Devinez-vous ce qu'un être honteux de ce que son passé a fait de lui, tente de faire pour survivre psychiquement ? Il enfouit ce passé encombrant. Il le masque aux autres, bien sûr. À lui, en premier lieu. Il efface son passé. Et chez l'être humain, le passé, c'est la mémoire. C'est-à-dire l'assise psychique, les racines de l'être, l'identité en somme. Bien que le passé ne soit plus en soi, au présent il continue à expliquer l'être, à le légitimer, à le justifier.
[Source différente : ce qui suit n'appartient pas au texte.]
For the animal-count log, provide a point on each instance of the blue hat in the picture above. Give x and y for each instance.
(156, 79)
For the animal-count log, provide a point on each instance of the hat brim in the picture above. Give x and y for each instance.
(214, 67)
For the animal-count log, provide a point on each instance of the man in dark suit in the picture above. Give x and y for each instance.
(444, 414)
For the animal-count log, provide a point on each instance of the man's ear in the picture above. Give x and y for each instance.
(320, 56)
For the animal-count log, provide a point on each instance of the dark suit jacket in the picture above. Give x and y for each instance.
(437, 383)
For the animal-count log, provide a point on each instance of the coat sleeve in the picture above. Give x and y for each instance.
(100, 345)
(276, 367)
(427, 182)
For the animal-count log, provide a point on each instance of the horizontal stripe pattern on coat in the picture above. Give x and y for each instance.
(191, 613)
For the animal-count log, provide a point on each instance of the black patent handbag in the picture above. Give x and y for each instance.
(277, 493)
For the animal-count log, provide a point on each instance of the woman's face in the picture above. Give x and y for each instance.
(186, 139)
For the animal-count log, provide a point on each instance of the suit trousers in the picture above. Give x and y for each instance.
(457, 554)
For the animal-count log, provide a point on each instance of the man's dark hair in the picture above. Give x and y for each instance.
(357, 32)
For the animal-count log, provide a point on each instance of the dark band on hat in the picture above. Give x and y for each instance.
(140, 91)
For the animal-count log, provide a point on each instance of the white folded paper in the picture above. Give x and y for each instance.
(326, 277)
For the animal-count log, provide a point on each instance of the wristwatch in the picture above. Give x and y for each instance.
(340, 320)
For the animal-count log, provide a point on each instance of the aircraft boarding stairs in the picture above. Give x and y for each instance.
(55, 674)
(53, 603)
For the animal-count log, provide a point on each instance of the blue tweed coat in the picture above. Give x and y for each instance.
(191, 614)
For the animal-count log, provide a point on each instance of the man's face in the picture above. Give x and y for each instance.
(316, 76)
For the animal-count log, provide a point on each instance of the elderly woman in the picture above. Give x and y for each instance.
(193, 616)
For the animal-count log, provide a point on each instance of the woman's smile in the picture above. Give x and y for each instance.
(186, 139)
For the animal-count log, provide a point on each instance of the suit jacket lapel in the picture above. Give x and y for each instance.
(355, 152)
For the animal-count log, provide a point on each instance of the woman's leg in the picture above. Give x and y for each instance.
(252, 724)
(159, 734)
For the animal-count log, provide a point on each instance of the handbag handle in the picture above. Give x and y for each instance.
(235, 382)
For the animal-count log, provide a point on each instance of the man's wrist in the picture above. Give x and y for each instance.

Ce n'est pas rien !
Un être honteux de ce que son a fait de lui enfouit ce passé encombrant.
Nombreuses sont les personnes en détresse psychologique ou affective, à souffrir de ce qu'elles appellent prudemment des « problèmes de mémoire ». Les voici parfois incapables d'accéder à des pans entiers de leur vie, comme privées d'elles-mêmes. Parfois, chez elles, les premiers souvenirs remontent à l'âge de 6 ou 7 ans, tout au plus ; parfois, c'est l'enfance et une partie de l'adolescence qui ont été effacées. Le phénomène ne relève aucunement d'un « problème de mémoire », nous le réalisons.
Ce n'est en effet pas un problème, c'est un remède. Le remède désespéré équivalent à un sacrifice de soi, pour sauvegarder sa vie… ou ce qu'il en reste.
Voici comment certains parents ont, sans doute malgré eux, programmé l'effacement de la mémoire de leur enfant. Et comment ils ont hélas condamné le rejeton qu'ils chérissaient tant, à devoir un jour s'oublier afin de survivre au poids du passé.